【第31回】
転ばぬ先の杖。地震、火事…祖母が教えてくれた日々の備え
一瞬のうちに6千4百人余りの人命を、そして十数万所帯の生活基盤を奪うという未曾有の、甚大な被害をもたらした1995年1月17日に発生した阪神・淡路大震災でさえ、月日が経つといつの間にか、人ごとのように遠いものとなっていく。そんな時に起きた今年9月26日の十勝沖地震には肝をつぶした。
あの日の朝早く、普通でない揺れに私はすぐ目を覚まし、飛び起きた。「地震だ」。少し様子をみていた。おさまるのかと思っていたら、2度目の揺れがやってきた。「今度ももっと大きい揺れだ」。家内と私は身支度を整え、すぐテレビをつけた。驚いたことに、もう地震の情報がテレビで流れていた。一瞬、神戸の地震が頭の中をよぎった。どうなるんだろう。どうしたらいいんだろう。まず、今すべきことはなんだろうと考えているうちに、何とか地震はおさまったからいいものの、これが大地震になり、自分のところも被害をこうむることにならない保証はどこにもない。

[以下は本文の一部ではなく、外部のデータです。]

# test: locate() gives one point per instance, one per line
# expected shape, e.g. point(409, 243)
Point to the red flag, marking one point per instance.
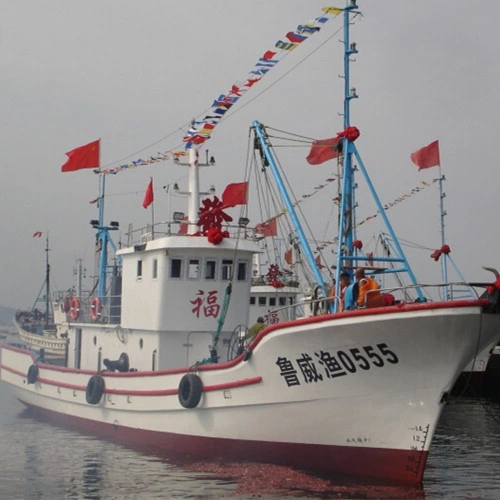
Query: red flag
point(324, 150)
point(183, 228)
point(235, 194)
point(149, 195)
point(268, 228)
point(318, 261)
point(83, 157)
point(426, 157)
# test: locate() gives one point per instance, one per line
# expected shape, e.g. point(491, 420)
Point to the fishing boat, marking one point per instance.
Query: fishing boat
point(40, 327)
point(353, 392)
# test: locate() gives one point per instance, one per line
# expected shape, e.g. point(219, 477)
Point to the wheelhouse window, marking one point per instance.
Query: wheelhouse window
point(210, 269)
point(176, 268)
point(193, 269)
point(227, 269)
point(242, 271)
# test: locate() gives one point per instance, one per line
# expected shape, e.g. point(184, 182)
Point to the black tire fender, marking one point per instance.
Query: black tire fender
point(95, 390)
point(32, 374)
point(190, 390)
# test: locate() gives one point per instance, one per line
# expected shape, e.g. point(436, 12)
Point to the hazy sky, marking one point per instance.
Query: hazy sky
point(133, 73)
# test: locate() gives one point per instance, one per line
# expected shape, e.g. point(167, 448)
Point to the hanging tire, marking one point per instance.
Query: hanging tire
point(32, 374)
point(95, 390)
point(190, 390)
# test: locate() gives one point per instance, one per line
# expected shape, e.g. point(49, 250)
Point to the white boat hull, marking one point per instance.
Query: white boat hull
point(300, 399)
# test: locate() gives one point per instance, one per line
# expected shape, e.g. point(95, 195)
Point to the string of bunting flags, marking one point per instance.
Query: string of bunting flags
point(417, 189)
point(200, 130)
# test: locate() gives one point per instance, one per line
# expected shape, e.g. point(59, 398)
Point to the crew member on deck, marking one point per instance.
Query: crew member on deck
point(369, 290)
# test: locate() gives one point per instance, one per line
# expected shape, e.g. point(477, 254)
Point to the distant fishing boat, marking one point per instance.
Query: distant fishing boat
point(38, 327)
point(356, 392)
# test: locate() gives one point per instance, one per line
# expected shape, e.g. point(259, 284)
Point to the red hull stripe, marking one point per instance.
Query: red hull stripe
point(387, 465)
point(164, 392)
point(399, 308)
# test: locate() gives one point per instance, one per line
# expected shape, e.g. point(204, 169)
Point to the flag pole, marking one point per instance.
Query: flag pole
point(444, 264)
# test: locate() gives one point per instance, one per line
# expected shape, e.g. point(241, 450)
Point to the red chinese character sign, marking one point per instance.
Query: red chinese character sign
point(211, 220)
point(206, 304)
point(273, 276)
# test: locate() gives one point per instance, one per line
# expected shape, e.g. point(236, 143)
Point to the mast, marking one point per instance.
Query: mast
point(349, 257)
point(193, 191)
point(444, 261)
point(268, 159)
point(47, 281)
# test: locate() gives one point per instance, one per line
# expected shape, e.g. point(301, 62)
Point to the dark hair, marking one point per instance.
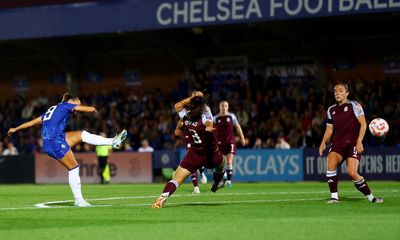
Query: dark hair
point(67, 96)
point(345, 85)
point(196, 107)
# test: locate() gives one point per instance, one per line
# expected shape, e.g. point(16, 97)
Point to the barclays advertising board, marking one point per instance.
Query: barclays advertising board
point(136, 15)
point(377, 163)
point(268, 165)
point(265, 165)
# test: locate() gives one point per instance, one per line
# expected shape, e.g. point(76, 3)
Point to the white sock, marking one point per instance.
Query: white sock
point(95, 139)
point(370, 197)
point(335, 195)
point(75, 183)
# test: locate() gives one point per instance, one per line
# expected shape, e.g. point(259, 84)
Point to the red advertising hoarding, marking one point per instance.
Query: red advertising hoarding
point(124, 167)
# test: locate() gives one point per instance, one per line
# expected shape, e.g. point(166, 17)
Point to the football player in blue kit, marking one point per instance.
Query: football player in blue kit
point(57, 143)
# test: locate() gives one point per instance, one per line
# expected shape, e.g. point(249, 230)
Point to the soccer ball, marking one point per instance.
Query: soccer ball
point(378, 127)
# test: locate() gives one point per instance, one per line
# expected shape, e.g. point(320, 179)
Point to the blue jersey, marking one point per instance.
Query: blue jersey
point(55, 120)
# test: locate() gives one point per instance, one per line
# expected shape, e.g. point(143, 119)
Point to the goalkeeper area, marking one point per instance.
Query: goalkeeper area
point(245, 211)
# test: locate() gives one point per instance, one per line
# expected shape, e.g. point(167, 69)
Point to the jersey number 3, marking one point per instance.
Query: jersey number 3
point(195, 136)
point(49, 113)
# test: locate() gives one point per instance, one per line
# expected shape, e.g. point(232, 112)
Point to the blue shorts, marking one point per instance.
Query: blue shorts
point(56, 148)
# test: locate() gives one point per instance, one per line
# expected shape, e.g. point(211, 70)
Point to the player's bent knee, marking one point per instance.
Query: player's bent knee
point(353, 174)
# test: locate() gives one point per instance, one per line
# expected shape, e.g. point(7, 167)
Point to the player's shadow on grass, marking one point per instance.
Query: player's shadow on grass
point(351, 199)
point(196, 204)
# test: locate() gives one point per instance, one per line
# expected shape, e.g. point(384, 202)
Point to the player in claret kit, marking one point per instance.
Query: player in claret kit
point(345, 128)
point(183, 132)
point(57, 143)
point(224, 123)
point(197, 118)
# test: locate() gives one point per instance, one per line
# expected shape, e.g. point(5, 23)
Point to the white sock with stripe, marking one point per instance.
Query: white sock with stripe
point(75, 183)
point(94, 139)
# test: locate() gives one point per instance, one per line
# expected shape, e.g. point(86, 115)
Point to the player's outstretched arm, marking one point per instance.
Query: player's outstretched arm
point(36, 121)
point(325, 139)
point(81, 108)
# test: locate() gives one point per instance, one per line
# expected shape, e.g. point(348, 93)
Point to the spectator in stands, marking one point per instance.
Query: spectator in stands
point(11, 150)
point(282, 144)
point(145, 146)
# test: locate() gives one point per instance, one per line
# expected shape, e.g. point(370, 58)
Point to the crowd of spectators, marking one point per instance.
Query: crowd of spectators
point(272, 114)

「災害は、忘れた頃にやってくる」のだ。落ち着いてから、家内といつやってくるか分からない、火事や地震の備えについて話し合った。以前にも、リュックサックを用意して、色々と詰め込んで置いていたのだが、それも、いつの間にかすっかり忘れて、そのままにしてあった。次の日、懐中電灯や水、カンパンをはじめとして必要なものを買いに行き、一応揃えた。定期的にその中身をチェックして、入れ替えなくてはいけないなどと、反省した。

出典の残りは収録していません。